Clinical applications

The results of the two global expanded access programs (EAPs) for sorafenib tosylate in advanced renal cell carcinoma (RCC) have confirmed its antitumor activity and safety. Patients treated within these programs are representative of a broader range of RCC patients in the community than those enrolled in the TARGET study. The response rates and toxicities observed in the EAPs were similar to those reported in the phase III TARGET study, demonstrating the consistency of the drug's efficacy and tolerability. Sorafenib tosylate also proved to be active and tolerable in previously untested patient populations, including those with nonclear-cell histology, brain metastases, and previous treatment with other antiangiogenic agents. Additionally, it has shown effectiveness in elderly patients (>65 years of age). These findings broaden the clinical applications of sorafenib tosylate beyond clear-cell RCC and expand its potential use in clinical practice. The drug's ability to be safely managed in patients with brain metastases is especially noteworthy, as this was an early concern. Overall, the results of these EAPs reinforce the potential of sorafenib tosylate as a targeted therapy for advanced RCC and other cancers. ²

Safety

Sorafenib tosylate is generally well-tolerated in patients with advanced hepatocellular carcinoma, with a manageable adverse event profile. The most common sorafenib-related adverse events of any grade included diarrhea, hand-foot skin reactions, anorexia, alopecia, weight loss, dry skin, abdominal pain, and voice changes. Grade 3 AEs reported in significantly more sorafenib recipients than placebo recipients included diarrhea, hand-foot skin reactions, and weight loss. The only reported Grade 4 AE was fatigue. Discontinuation of sorafenib due to treatment-emergent AEs occurred in 38% of patients, with GI AEs, fatigue, and liver dysfunction as the most common reasons for discontinuation. Sorafenib-related AEs leading to permanent discontinuation occurred in 11% of patients. Dose interruption due to AEs occurred in 44% of sorafenib recipients, with dose reductions occurring in 26%. Results from clinical trials and real-world studies indicate that sorafenib has a similar tolerability profile in CP class A and B patients. In general, the tolerability profile of sorafenib in real-world settings appeared consistent with that seen in the pivotal phase 3 trials, regardless of ethnicity. However, the incidence of hand-foot skin reactions appeared numerically higher in Japanese patients, and the rate of sorafenib discontinuation due to AEs appeared numerically higher in Japanese patients than in other populations. In summary, sorafenib tosylate is generally safe and well-tolerated in patients with advanced HCC. ³

Reference

1. Porta C, Paglino C, Imarisio I, Ferraris E. Sorafenib tosylate in advanced kidney cancer: past, present and future. Anticancer Drugs. 2009 Jul;20(6):409-415.

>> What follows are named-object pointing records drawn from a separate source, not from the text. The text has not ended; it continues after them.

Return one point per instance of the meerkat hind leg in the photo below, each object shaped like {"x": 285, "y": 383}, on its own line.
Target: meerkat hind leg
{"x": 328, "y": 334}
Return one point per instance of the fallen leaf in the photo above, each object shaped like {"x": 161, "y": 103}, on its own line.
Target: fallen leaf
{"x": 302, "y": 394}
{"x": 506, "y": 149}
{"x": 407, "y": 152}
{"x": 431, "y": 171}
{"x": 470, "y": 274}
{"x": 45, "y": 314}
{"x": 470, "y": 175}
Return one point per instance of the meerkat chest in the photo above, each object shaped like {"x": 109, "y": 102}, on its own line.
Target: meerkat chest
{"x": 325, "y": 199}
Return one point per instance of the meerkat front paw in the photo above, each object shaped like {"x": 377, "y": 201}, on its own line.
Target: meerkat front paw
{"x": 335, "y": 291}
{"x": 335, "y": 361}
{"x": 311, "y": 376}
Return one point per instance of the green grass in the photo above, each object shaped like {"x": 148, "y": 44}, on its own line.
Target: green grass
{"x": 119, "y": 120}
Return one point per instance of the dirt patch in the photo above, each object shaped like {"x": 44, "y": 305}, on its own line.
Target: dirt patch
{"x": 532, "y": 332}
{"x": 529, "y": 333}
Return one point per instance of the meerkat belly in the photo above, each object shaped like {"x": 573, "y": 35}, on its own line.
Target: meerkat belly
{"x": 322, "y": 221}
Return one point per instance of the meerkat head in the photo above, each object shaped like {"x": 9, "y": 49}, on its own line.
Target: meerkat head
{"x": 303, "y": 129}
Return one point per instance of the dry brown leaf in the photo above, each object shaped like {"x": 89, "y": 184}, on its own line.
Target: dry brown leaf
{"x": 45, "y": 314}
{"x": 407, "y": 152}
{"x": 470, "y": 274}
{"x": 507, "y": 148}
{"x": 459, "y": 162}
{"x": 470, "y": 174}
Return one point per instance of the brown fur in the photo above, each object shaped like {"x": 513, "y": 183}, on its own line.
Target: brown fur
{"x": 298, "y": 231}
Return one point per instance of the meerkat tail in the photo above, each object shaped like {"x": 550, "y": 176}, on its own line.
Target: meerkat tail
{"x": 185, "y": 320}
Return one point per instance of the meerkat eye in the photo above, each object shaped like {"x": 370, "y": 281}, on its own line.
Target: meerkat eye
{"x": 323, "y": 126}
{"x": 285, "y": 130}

2. Thompson Coon J, Hoyle M, Green C, Liu Z, Welch K, Moxham T, Stein K. Bevacizumab, sorafenib tosylate, sunitinib and temsirolimus for renal cell carcinoma: a systematic review and economic evaluation. Health Technol Assess. 2010 Jan;14(2):1-184.

3. Keating GM. Sorafenib: A Review in Hepatocellular Carcinoma. Target Oncol. 2017 Apr;12(2):243-253.